The plan focuses on exploration in the Gulf of Mexico, proposes three auctions in the Arctic, and rules out development in unexplored areas along the Atlantic coast. In all, the Interior Department is paving the way for 15 lease sales in six offshore areas, including the eastern Gulf of Mexico, near an area where development is currently off limits under a federal ban.

Oil and gas companies would also have the chance to bid on drilling rights for Arctic waters near Alaska, including the Beaufort and Chukchi seas, as well as the Cook Inlet.

But the federal government is ruling out drilling along the Pacific and Atlantic coasts — including an area near Virginia that had been slated for exploration under the Bush administration. The Interior Department still plans to permit energy companies to conduct seismic research along the mid-to-south-Atlantic to help identify hidden pockets of oil and gas in the region.

The proposed program includes 15 lease sales in six offshore areas where there are currently active leases and exploration and where there is known or anticipated hydrocarbon potential. This strategy makes more than 75% of the undiscovered technically recoverable oil and gas resources estimated on the OCS available for development.

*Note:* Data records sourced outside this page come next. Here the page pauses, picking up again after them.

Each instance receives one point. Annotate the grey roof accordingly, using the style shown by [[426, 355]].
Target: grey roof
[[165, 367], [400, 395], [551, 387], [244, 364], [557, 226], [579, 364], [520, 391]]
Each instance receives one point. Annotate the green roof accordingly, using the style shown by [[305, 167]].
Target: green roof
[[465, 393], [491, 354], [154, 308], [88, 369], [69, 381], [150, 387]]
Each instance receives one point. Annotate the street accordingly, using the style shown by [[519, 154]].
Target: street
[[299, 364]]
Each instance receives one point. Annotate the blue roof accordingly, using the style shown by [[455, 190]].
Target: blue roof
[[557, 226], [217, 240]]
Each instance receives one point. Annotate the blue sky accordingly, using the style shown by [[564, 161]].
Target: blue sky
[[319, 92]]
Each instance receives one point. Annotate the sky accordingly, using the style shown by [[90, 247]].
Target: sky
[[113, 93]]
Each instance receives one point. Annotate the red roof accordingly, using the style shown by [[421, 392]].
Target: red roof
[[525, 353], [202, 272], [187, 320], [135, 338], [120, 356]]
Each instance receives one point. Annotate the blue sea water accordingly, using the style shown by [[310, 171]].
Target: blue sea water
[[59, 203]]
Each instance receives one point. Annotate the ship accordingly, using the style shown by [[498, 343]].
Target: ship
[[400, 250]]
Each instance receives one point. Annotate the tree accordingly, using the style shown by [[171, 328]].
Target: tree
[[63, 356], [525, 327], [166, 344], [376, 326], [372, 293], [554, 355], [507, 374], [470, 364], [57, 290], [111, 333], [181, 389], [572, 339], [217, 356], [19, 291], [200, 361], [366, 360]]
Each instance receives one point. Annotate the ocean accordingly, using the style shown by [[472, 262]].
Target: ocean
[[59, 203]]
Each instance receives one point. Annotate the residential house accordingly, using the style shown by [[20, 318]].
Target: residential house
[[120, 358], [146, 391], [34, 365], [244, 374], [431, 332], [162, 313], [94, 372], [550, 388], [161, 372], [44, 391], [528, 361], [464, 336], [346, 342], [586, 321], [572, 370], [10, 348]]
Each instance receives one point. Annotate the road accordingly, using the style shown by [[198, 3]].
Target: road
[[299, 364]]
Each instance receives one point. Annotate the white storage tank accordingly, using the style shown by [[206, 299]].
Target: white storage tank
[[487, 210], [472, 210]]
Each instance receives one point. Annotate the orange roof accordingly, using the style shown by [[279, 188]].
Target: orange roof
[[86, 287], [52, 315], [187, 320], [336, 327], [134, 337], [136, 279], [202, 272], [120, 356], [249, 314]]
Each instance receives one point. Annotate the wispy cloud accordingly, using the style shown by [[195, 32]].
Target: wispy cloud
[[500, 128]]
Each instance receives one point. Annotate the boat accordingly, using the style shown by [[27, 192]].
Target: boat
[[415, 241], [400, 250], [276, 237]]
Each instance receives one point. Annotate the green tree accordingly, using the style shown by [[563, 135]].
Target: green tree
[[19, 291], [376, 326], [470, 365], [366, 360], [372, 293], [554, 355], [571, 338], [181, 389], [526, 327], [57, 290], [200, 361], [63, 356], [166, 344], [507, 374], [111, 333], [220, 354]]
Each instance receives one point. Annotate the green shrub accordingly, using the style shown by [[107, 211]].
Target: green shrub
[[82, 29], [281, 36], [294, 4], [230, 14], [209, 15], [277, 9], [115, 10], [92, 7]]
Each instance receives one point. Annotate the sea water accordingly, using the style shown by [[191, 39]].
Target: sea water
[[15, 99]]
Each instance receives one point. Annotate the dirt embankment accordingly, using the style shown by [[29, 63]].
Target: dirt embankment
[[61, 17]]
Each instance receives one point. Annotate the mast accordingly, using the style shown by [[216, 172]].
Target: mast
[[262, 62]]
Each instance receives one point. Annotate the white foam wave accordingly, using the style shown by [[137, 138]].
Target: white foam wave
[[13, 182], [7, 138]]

The following sales are included in the proposed program: 
* Western Gulf of Mexico: Five annual area-wide lease sales beginning in the fall of 2012 that
make available all unleased acreage. 
* Central Gulf of Mexico: Five annual areawide lease sales beginning in the spring of 2013 that
make available all unleased acreage. 
* Eastern Gulf of Mexico: Two sales, in 2014 and 2016, in areas of the Eastern Gulf that are not currently under congressional moratorium. 
* Beaufort Sea: One sale in 2015 with time to learn from any interim exploration and further
analyze environmental issues, subsistence use needs, and infrastructure capabilities – so that the
lease sale can be tailored to balance these issues. 
* Chukchi Sea: One sale in 2016, with time to learn from any interim exploration and further
analyze environmental issues, subsistence use needs, and infrastructure capabilities – so that the
lease sale can be tailored to balance these issues. 
* Cook Inlet: One special interest sale including the entire planning area, which is initially scheduled for 2013, but may be moved to later in the program depending on industry interest in the sale.

Interior Secretary Ken Salazar offered the new proposal as an expansion of “safe and responsible oil and gas production from the outer continental shelf” that would “help us continue to reduce our dependence on foreign oil.” He stressed that the program would make available more than 75% of the oil and gas resources that the government estimates are lurking under the outer continental shelf and is viewed as technically recoverable.

The BOEM says that the proposed program is consistent with the Obama administration’s Blueprint for a Secure Energy Future, which aims to promote domestic energy security and reduce oil imports by a third by 2025 through a comprehensive national energy policy. It also added that the program has been informed by lessons learned from the Deepwater Horizon tragedy, and that reforms that have been implemented to make offshore drilling safer and more environmentally responsible.